WebValley: Metagenomics practical

The E. coli outbreak metagenomics paper is here:

http://jama.jamanetwork.com/article.aspx?articleid=1677374

MEGAN

MEGAN is both a taxonomic analysis software, and a visualization tool. It is very helpful when ‘mining’ your dataset.

MEGAN takes the results of alignments as input. This alignment information typically comes from BLAST.

Because generating the BLAST format files takes so long, we have precomputed them for you and generated MEGAN5-compatible files.

The dataset from the E. coli outbreak paper is available on the laptops in:

/media/data/Lohman-data/rma

Load MEGAN. Start by loading the MEGAN file for sample 2638-H.

For more information on using the various functionality in MEGAN, see the user manual: http://ab.inf.uni-tuebingen.de/data/software/megan5/download/manual.pdf

Please see this videocast for a recap of the MEGAN functionality:

http://www.youtube.com/watch?v=R8dpD_lj6Ts&feature=em-upload_owner

Have a look at the taxonomic assignments:

Q. Which taxon has the most assignments made to it?

Q. What taxonomic level does this taxon belong to?

I have assigned each team four samples to compare:

Find the taxonomic assignments for these samples:

Team 1. Samples 2638, 2741, 1122, 1196
Team 2. Samples 2638, 2535, 1122, 1196
Team 3. Samples 2638, 4961, 1122, 1196
Team 4. Samples 2638, 2741, 1122, 1196
Team 5. Samples 2638, 2896, 1122, 1196
Team 6. Samples 2638, 2840, 1122, 1196

Use the MEGAN inspection mode to compare the samples. Compare at phylum and species order. How do the samples compare? Which samples look abnormal?
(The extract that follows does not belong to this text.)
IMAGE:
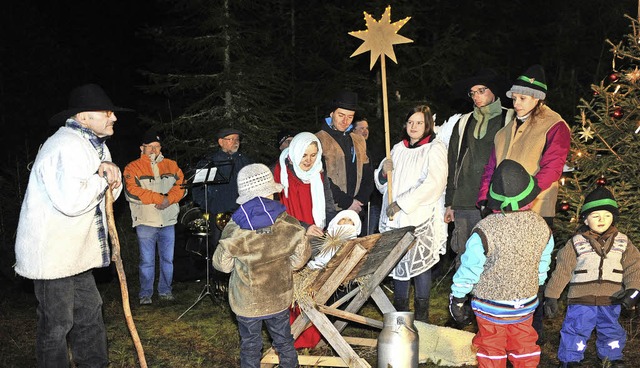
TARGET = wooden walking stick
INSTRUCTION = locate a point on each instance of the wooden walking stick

Put your results in the Google Docs file:

http://tinyurl.com/webvalley

Inspect the KEGG functional assignments, paying particular attention to the categories under “Human Diseases” e.g. “Pathogenic E. coli infection”

Which samples have virulence genes you are worried about? Which patients are affected by the outbreak strain?